One may have noticed the possibility that some party may cheat in the process, by deviating from the agreed protocol. For example, Bob may lie to Alice in the final step and tell Alice the wrong conclusion. Is there a way of designing a protocol such that the chance of a successful cheating becomes vanishingly small, without revealing the values of i and j? We will show that this is possible…

By changing what the function F to be computed represents, it is possible to model a number of scenarios using secure multi-party computations. For example:

  • secret voting whereby a committee can reach a yes-no majority decision without anyone ever knowing the opinion of the other members

  • private querying of a database – let Alice’s function f(i,j) be a query of a database, and Bob’s function g(i,j) be a simple constant.
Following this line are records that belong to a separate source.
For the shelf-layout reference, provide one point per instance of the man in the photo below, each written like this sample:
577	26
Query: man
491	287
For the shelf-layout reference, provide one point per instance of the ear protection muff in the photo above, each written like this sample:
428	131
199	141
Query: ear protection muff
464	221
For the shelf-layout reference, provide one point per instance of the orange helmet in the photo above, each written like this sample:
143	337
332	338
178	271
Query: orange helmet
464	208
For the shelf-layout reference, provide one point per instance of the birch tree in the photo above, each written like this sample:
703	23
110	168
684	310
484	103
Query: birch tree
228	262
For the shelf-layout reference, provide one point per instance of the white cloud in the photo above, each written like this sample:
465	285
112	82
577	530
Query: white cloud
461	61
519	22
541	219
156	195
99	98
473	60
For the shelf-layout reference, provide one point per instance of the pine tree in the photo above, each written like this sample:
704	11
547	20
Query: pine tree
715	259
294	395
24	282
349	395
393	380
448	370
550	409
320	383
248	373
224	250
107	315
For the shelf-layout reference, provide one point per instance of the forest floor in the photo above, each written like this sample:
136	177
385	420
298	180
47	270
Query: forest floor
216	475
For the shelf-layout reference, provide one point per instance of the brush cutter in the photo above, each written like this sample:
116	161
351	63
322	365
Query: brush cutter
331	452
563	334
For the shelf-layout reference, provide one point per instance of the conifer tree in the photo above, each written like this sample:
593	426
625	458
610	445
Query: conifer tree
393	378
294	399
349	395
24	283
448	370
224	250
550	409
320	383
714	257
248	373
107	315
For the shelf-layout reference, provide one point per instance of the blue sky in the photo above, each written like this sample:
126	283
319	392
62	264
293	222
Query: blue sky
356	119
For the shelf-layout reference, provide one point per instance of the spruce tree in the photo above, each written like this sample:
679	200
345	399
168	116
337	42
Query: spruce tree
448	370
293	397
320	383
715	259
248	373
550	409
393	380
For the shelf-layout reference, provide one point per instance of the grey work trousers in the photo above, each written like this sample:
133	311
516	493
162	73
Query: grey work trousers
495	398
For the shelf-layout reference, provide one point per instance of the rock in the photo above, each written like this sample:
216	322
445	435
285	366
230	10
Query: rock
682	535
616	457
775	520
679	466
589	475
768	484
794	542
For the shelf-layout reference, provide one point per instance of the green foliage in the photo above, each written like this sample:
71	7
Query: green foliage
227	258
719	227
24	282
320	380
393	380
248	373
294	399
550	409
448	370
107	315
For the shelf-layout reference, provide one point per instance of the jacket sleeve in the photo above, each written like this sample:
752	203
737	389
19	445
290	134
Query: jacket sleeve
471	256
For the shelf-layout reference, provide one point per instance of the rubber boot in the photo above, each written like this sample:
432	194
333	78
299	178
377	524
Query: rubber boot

If Bob is a database with state j, then Alice can learn the answer to her query without the database ever knowing what the query was!

Finally, given m parties collaborating, if any one of them is honest, then cheating and colluding by any combination of the others can be detected:

We will show that even the most severe constraint can be met in the following sense: No matter how many participants may collude, any cheating act will be detected and identified by all the honest parties (even if as many as m−1 dishonest guys try to help cover up).

After this paper was published, secure multi-party computation was known to be possible. But it took a long time and many developments before it was made practical.

As an aside, the author of this paper, Yao, won the first ever Knuth prize in 1996 for his fundamental research into computational complexity.